Open Blogging

You may also like...

28 Responses

  1. Nathan Priddis says:

    I’ve listened to portions of the CT Mars Hill series. There are an overwhelming number of issues when viewed in hindsight.

    I’m happy CT is delving into MH, but feel CT is avoiding major faucets of the MH years. CT has not come out and said they
    ( the primary Evangelical mouthpiece for over 5-6 decades ) was:
    A. deceived by a very theologically unsophisticated guy.
    B. 10-15 years since the MH glory years, have yet to completely work through the collapse of their discernment.

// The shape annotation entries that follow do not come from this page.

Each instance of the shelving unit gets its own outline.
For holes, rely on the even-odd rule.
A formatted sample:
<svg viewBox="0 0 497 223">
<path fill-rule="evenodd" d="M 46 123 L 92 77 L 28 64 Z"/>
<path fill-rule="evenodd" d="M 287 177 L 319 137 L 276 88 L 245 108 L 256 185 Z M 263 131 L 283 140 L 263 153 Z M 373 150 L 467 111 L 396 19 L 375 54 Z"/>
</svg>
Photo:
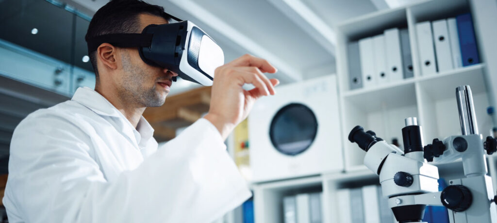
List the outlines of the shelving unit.
<svg viewBox="0 0 497 223">
<path fill-rule="evenodd" d="M 402 145 L 401 129 L 405 126 L 404 118 L 414 116 L 417 117 L 422 127 L 424 144 L 431 143 L 434 138 L 441 139 L 459 134 L 460 126 L 455 99 L 455 89 L 459 86 L 471 86 L 480 133 L 488 135 L 492 118 L 487 114 L 486 109 L 495 104 L 496 98 L 494 86 L 497 85 L 492 83 L 497 83 L 497 65 L 492 61 L 497 60 L 497 47 L 490 41 L 493 37 L 489 34 L 493 32 L 486 29 L 491 28 L 491 26 L 481 23 L 497 19 L 497 13 L 492 13 L 497 12 L 497 7 L 481 13 L 477 13 L 475 8 L 482 10 L 484 4 L 497 4 L 491 1 L 417 1 L 414 4 L 376 12 L 339 24 L 335 30 L 336 58 L 341 119 L 340 127 L 344 142 L 344 169 L 342 172 L 324 173 L 320 176 L 254 184 L 256 222 L 283 222 L 282 198 L 306 190 L 322 191 L 323 222 L 338 222 L 337 206 L 340 201 L 336 200 L 335 196 L 337 189 L 379 183 L 377 175 L 363 164 L 365 152 L 348 142 L 350 130 L 360 125 L 365 129 L 375 131 L 389 142 L 397 138 Z M 481 63 L 435 75 L 423 75 L 420 72 L 419 46 L 415 24 L 466 12 L 471 12 L 473 17 Z M 347 43 L 381 34 L 385 29 L 394 27 L 408 29 L 414 77 L 369 88 L 350 90 Z M 493 177 L 496 189 L 497 155 L 488 156 L 487 158 L 489 175 Z M 437 166 L 441 178 L 450 180 L 463 177 L 460 161 Z"/>
</svg>

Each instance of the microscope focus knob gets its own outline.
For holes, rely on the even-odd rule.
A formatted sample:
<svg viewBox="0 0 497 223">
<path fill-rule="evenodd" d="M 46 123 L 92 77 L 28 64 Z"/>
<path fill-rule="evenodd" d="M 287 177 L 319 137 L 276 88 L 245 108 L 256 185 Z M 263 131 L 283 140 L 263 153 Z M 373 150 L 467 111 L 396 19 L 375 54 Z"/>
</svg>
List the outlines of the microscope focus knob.
<svg viewBox="0 0 497 223">
<path fill-rule="evenodd" d="M 473 195 L 463 185 L 450 185 L 442 191 L 440 196 L 442 204 L 456 212 L 464 212 L 471 206 Z"/>
<path fill-rule="evenodd" d="M 414 178 L 413 175 L 405 172 L 398 172 L 394 176 L 394 182 L 401 187 L 409 187 L 413 185 Z"/>
<path fill-rule="evenodd" d="M 487 136 L 487 140 L 483 142 L 483 148 L 487 150 L 487 154 L 489 155 L 497 152 L 497 139 L 492 136 Z"/>
<path fill-rule="evenodd" d="M 443 154 L 443 152 L 445 151 L 445 145 L 438 138 L 435 138 L 431 144 L 424 146 L 423 150 L 423 156 L 424 158 L 428 162 L 432 162 L 433 161 L 433 157 L 438 157 Z"/>
</svg>

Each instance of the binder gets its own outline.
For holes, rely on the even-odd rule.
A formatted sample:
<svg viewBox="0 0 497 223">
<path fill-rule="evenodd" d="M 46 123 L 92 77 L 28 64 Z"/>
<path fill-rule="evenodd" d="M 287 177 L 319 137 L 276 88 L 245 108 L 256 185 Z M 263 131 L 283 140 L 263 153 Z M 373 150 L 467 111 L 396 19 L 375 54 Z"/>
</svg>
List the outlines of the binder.
<svg viewBox="0 0 497 223">
<path fill-rule="evenodd" d="M 406 29 L 401 29 L 401 50 L 402 51 L 402 65 L 404 69 L 404 79 L 414 77 L 414 67 L 413 66 L 413 56 L 411 52 L 411 41 L 409 39 L 409 31 Z"/>
<path fill-rule="evenodd" d="M 359 54 L 359 42 L 351 42 L 347 46 L 348 59 L 349 86 L 350 90 L 362 88 L 361 74 L 361 58 Z"/>
<path fill-rule="evenodd" d="M 385 42 L 387 54 L 387 70 L 390 81 L 400 81 L 404 78 L 402 55 L 401 52 L 400 35 L 399 29 L 394 28 L 385 30 Z"/>
<path fill-rule="evenodd" d="M 253 200 L 249 200 L 242 204 L 244 223 L 254 223 Z"/>
<path fill-rule="evenodd" d="M 310 223 L 311 217 L 309 213 L 309 194 L 297 195 L 297 222 Z"/>
<path fill-rule="evenodd" d="M 321 223 L 323 222 L 321 211 L 322 193 L 315 193 L 309 195 L 309 213 L 311 223 Z"/>
<path fill-rule="evenodd" d="M 380 223 L 377 188 L 376 185 L 362 187 L 363 206 L 365 217 L 364 223 Z"/>
<path fill-rule="evenodd" d="M 456 18 L 447 19 L 447 26 L 449 30 L 449 40 L 450 42 L 450 51 L 452 53 L 452 65 L 454 68 L 463 66 L 461 58 L 461 48 L 459 47 L 459 35 L 457 34 L 457 23 Z"/>
<path fill-rule="evenodd" d="M 402 32 L 402 30 L 401 30 Z M 380 210 L 380 220 L 383 223 L 396 222 L 395 218 L 392 209 L 388 207 L 388 199 L 383 197 L 383 193 L 381 190 L 381 186 L 377 186 L 378 206 Z"/>
<path fill-rule="evenodd" d="M 436 73 L 436 61 L 435 60 L 433 38 L 431 37 L 433 36 L 431 23 L 428 21 L 416 24 L 416 34 L 419 51 L 421 74 L 423 76 L 435 74 Z"/>
<path fill-rule="evenodd" d="M 374 75 L 376 75 L 378 78 L 378 85 L 388 83 L 390 76 L 387 74 L 386 70 L 387 60 L 385 35 L 378 35 L 373 37 L 373 52 L 374 53 Z"/>
<path fill-rule="evenodd" d="M 435 55 L 436 56 L 438 73 L 452 70 L 452 53 L 447 20 L 440 19 L 431 22 L 433 27 L 433 42 L 435 42 Z"/>
<path fill-rule="evenodd" d="M 338 207 L 338 219 L 340 223 L 352 223 L 351 213 L 350 190 L 348 188 L 336 191 L 336 204 Z M 355 210 L 354 209 L 354 213 Z"/>
<path fill-rule="evenodd" d="M 350 219 L 352 223 L 364 223 L 364 211 L 360 188 L 350 189 Z"/>
<path fill-rule="evenodd" d="M 365 38 L 359 40 L 359 54 L 361 59 L 361 73 L 362 76 L 362 87 L 370 88 L 375 86 L 377 79 L 375 72 L 374 60 L 373 53 L 373 39 Z"/>
<path fill-rule="evenodd" d="M 285 223 L 297 223 L 297 202 L 295 196 L 283 198 L 283 212 Z"/>
<path fill-rule="evenodd" d="M 473 27 L 473 20 L 470 13 L 456 16 L 457 23 L 457 33 L 459 35 L 459 46 L 462 57 L 463 66 L 472 65 L 480 63 L 478 50 Z"/>
</svg>

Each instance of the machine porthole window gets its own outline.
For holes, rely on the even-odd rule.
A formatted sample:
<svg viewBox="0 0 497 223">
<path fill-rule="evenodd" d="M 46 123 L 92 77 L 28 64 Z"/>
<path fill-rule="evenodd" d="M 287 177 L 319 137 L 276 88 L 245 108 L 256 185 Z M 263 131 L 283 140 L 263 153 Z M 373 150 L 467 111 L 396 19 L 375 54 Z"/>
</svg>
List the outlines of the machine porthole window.
<svg viewBox="0 0 497 223">
<path fill-rule="evenodd" d="M 306 151 L 316 139 L 318 120 L 312 111 L 299 103 L 287 105 L 278 111 L 269 127 L 273 146 L 280 152 L 295 156 Z"/>
</svg>

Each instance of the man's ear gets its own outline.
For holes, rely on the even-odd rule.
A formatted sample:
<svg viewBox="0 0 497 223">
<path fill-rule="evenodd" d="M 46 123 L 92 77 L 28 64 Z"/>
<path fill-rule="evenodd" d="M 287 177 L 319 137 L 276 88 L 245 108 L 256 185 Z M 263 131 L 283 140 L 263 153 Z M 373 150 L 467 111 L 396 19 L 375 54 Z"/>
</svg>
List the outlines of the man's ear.
<svg viewBox="0 0 497 223">
<path fill-rule="evenodd" d="M 97 57 L 102 62 L 104 69 L 117 69 L 117 48 L 106 43 L 102 43 L 97 48 Z"/>
</svg>

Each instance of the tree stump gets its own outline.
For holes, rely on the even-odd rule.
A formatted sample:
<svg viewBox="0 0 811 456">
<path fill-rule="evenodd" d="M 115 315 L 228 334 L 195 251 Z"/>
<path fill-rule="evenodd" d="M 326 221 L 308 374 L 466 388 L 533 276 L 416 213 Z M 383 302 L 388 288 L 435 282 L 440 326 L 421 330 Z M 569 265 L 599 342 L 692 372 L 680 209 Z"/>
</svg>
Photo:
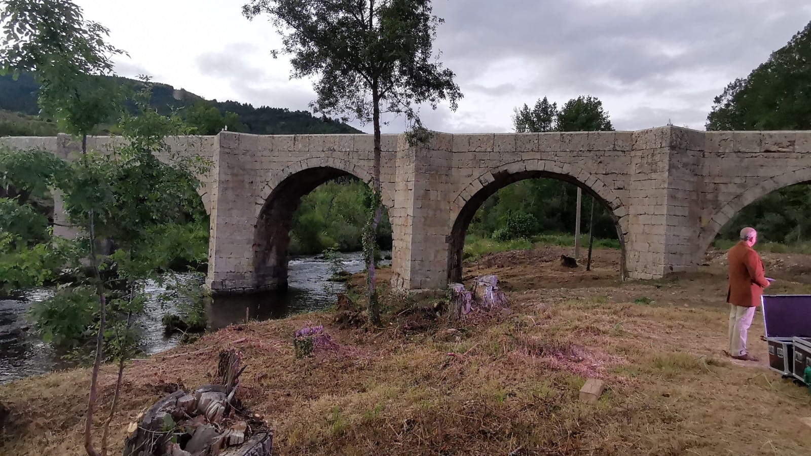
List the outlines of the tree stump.
<svg viewBox="0 0 811 456">
<path fill-rule="evenodd" d="M 178 389 L 130 424 L 124 456 L 270 456 L 273 432 L 235 399 L 242 355 L 220 352 L 217 375 L 225 385 Z"/>
<path fill-rule="evenodd" d="M 566 256 L 565 255 L 561 255 L 560 265 L 564 268 L 577 268 L 577 260 L 575 258 L 572 258 L 571 256 Z"/>
<path fill-rule="evenodd" d="M 0 433 L 2 432 L 6 424 L 11 421 L 11 407 L 0 402 Z"/>
<path fill-rule="evenodd" d="M 499 279 L 495 275 L 478 277 L 473 283 L 473 299 L 476 304 L 487 310 L 507 305 L 507 296 L 499 289 Z"/>
<path fill-rule="evenodd" d="M 498 286 L 499 279 L 495 275 L 486 275 L 474 279 L 473 290 L 465 290 L 461 283 L 448 285 L 450 301 L 448 316 L 456 320 L 470 313 L 475 308 L 491 310 L 507 305 L 507 296 Z"/>
<path fill-rule="evenodd" d="M 465 290 L 465 286 L 461 283 L 450 283 L 448 288 L 450 291 L 448 315 L 451 320 L 456 320 L 461 318 L 461 316 L 470 313 L 473 295 Z"/>
</svg>

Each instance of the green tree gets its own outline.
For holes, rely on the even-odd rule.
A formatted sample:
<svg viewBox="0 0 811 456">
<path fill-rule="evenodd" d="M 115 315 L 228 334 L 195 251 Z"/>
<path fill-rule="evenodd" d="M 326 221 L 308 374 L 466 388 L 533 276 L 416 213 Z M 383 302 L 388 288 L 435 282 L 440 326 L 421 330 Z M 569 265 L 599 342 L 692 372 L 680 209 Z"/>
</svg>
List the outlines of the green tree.
<svg viewBox="0 0 811 456">
<path fill-rule="evenodd" d="M 38 101 L 42 110 L 57 118 L 65 131 L 82 139 L 81 159 L 67 163 L 64 174 L 47 175 L 47 169 L 40 170 L 46 174 L 43 182 L 53 182 L 63 191 L 65 209 L 71 222 L 86 230 L 88 249 L 84 256 L 89 260 L 93 273 L 89 283 L 80 283 L 69 290 L 77 293 L 71 294 L 73 298 L 65 299 L 60 293 L 45 306 L 59 309 L 65 308 L 66 303 L 75 303 L 77 299 L 80 300 L 78 294 L 88 289 L 86 285 L 98 299 L 96 354 L 84 429 L 84 447 L 91 455 L 99 454 L 91 433 L 98 371 L 105 338 L 111 333 L 114 336 L 109 347 L 119 360 L 118 381 L 101 440 L 101 454 L 106 454 L 107 434 L 120 392 L 123 361 L 133 348 L 128 335 L 131 316 L 139 311 L 143 302 L 137 283 L 165 262 L 160 252 L 144 247 L 148 242 L 145 236 L 177 217 L 178 199 L 186 194 L 183 183 L 193 179 L 187 163 L 175 160 L 174 166 L 164 166 L 152 153 L 166 152 L 164 138 L 187 130 L 179 118 L 161 116 L 143 101 L 148 97 L 148 85 L 144 97 L 135 99 L 139 115 L 122 114 L 123 91 L 113 78 L 101 77 L 112 74 L 111 58 L 122 51 L 105 42 L 107 29 L 84 20 L 75 4 L 64 0 L 7 0 L 2 5 L 0 24 L 5 38 L 0 42 L 0 68 L 14 75 L 33 72 L 40 84 Z M 88 152 L 88 134 L 111 118 L 120 119 L 126 144 L 112 154 Z M 19 153 L 18 157 L 24 161 L 36 154 Z M 109 236 L 119 246 L 110 260 L 127 291 L 125 298 L 115 298 L 109 303 L 109 284 L 100 273 L 104 265 L 98 254 L 99 236 Z M 127 316 L 126 322 L 112 320 L 112 331 L 107 325 L 108 304 Z M 92 313 L 71 313 L 88 312 Z M 40 315 L 64 314 L 44 312 Z M 47 325 L 48 321 L 61 325 L 62 319 L 43 318 L 38 325 Z"/>
<path fill-rule="evenodd" d="M 94 76 L 110 74 L 112 56 L 122 51 L 106 44 L 105 38 L 109 31 L 99 24 L 84 20 L 81 8 L 71 2 L 6 0 L 3 6 L 0 24 L 5 38 L 0 45 L 0 68 L 4 74 L 34 74 L 40 84 L 41 108 L 56 118 L 66 132 L 81 136 L 82 152 L 85 153 L 88 133 L 109 119 L 119 109 L 121 101 L 118 87 L 99 81 Z M 92 174 L 88 175 L 90 176 Z M 96 255 L 93 209 L 88 209 L 87 223 L 82 226 L 89 228 L 90 260 L 96 275 L 101 320 L 91 377 L 84 446 L 88 454 L 95 456 L 98 453 L 92 445 L 91 426 L 102 357 L 105 296 Z"/>
<path fill-rule="evenodd" d="M 555 129 L 558 131 L 611 131 L 614 127 L 608 113 L 603 110 L 603 101 L 590 95 L 581 95 L 566 101 L 560 108 Z"/>
<path fill-rule="evenodd" d="M 433 55 L 436 29 L 430 0 L 251 0 L 242 13 L 271 16 L 282 33 L 282 52 L 291 54 L 293 76 L 314 77 L 316 113 L 354 117 L 374 128 L 374 173 L 365 230 L 370 320 L 380 324 L 375 282 L 374 237 L 382 216 L 380 115 L 405 114 L 412 139 L 424 138 L 418 106 L 436 109 L 462 95 L 454 74 Z M 276 55 L 274 51 L 274 55 Z"/>
<path fill-rule="evenodd" d="M 811 129 L 811 23 L 744 78 L 714 98 L 706 129 Z M 778 209 L 779 208 L 779 209 Z M 744 208 L 720 230 L 737 239 L 741 226 L 757 222 L 762 239 L 793 243 L 811 238 L 811 186 L 774 191 Z"/>
<path fill-rule="evenodd" d="M 186 123 L 194 127 L 198 135 L 217 135 L 225 128 L 230 131 L 245 131 L 238 115 L 228 111 L 223 115 L 220 110 L 203 100 L 186 108 L 184 114 Z"/>
<path fill-rule="evenodd" d="M 549 104 L 549 100 L 546 97 L 543 100 L 535 101 L 535 105 L 531 110 L 524 103 L 519 110 L 513 110 L 515 114 L 513 116 L 513 125 L 515 127 L 517 133 L 540 133 L 542 131 L 552 131 L 557 124 L 557 103 Z"/>
<path fill-rule="evenodd" d="M 811 23 L 714 98 L 707 130 L 811 130 Z"/>
</svg>

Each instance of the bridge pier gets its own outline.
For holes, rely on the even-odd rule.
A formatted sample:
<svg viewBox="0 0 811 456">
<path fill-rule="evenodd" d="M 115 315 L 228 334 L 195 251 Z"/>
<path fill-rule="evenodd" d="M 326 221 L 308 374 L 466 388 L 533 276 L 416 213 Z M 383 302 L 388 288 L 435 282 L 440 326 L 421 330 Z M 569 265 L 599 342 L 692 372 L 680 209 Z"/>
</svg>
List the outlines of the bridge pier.
<svg viewBox="0 0 811 456">
<path fill-rule="evenodd" d="M 88 138 L 88 148 L 120 139 Z M 214 293 L 283 288 L 289 229 L 300 198 L 335 177 L 369 183 L 371 135 L 167 139 L 174 152 L 210 158 L 200 193 L 210 213 L 208 286 Z M 545 177 L 581 186 L 614 216 L 624 278 L 695 270 L 719 230 L 747 204 L 811 182 L 811 131 L 699 131 L 672 126 L 637 131 L 451 135 L 418 146 L 384 135 L 383 202 L 393 230 L 393 285 L 444 290 L 461 278 L 467 226 L 500 188 Z M 70 159 L 67 136 L 0 138 L 0 147 L 39 148 Z M 161 160 L 168 159 L 161 155 Z M 71 237 L 58 191 L 57 234 Z M 756 229 L 757 221 L 747 222 Z M 766 237 L 767 233 L 762 233 Z"/>
</svg>

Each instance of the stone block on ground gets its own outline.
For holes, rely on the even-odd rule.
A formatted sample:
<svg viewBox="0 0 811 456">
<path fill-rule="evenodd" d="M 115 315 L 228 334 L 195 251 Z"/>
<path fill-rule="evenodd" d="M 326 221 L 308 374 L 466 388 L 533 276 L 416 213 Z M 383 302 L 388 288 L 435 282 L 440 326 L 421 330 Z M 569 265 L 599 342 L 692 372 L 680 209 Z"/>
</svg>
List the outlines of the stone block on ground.
<svg viewBox="0 0 811 456">
<path fill-rule="evenodd" d="M 580 400 L 588 404 L 596 404 L 603 390 L 605 390 L 605 383 L 602 380 L 590 378 L 586 381 L 586 385 L 583 385 L 583 387 L 580 389 Z"/>
</svg>

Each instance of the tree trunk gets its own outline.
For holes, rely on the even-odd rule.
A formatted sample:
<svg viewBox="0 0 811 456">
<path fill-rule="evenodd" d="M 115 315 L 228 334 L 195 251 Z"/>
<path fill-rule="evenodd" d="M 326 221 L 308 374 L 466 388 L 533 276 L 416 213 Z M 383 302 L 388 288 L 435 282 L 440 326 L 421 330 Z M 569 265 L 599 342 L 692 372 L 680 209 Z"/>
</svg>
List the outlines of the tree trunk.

    Zeroing in to a more specific issue: The trailer soundtrack.

    Each episode features the same sound track of MD yelling….”who the hell to you think you are”? Yes, I’m confident this was scripted into that sermon. But, I hold to unorthodox thinking. I’m convinced MD’s sermon was either:

    A. influenced by a demonic spokesperson, comparable to the demoniac among the Gerderenes.
    Or B: a spokesperson was channeling through MD’s mouth, as occurred in various portions of Scripture.

    MD had a history of claiming to hear spiritual communications. Plus there was the Spiritual Warfare series content, nicknamed the Demon Sex Trials. Unless he lied about these encounters, he was summoning familiar spirits.

    The part that clinched the demon angle for me was his accusation to the male congregation members of being like…..”their father Adam”. And then it hit me. The speaker gave him/them selves away. They slipped up.

    Their father/s was/where not Adam. They are unclean spirits. Adam was declared dead the same day he partook of the fruit. An unknown number of years would pass before Adam would father his first son, a combination of body and soul, but not a true spirit like those spirits above.

    The voice was addressing mortals, but he/they are not mortal. It explains how the voice so easily manipulates the congregation. The unclean spirits are ancient, and the congregants would seem like children.

  2. Em says:

    Deceiving the elect? At what point and to what degree do the Redeemed bear responsibility for being deceived?
    Good ponder, Nathan…… good ponder……
    Pondering Em. 😇

  3. Linn says:

    I would go for ignorance of history. Not getting a vaccine could be an inconvenience, but it won’t deprive you of all your civil rights. Employers also (at least in my state of CA) are obligated to test those who don’t want a vaccine at no cost to them.

    As for Driscoll, I’ve never believed the church at large dealt with him soon enough. When I first became aware of him, my thoughts were all in exclamation points. He may have demon issues, butI think a lot of it is his over-sized ego. He’ll adjust theologically to what can give him the most power and influence over the gullible (the word I was really thinking of was stupid.).

  4. bob1 says:

    Whatever was behind the msn link about the Holocaust and not wearing a mask.

    That’s a very special kind of stupid.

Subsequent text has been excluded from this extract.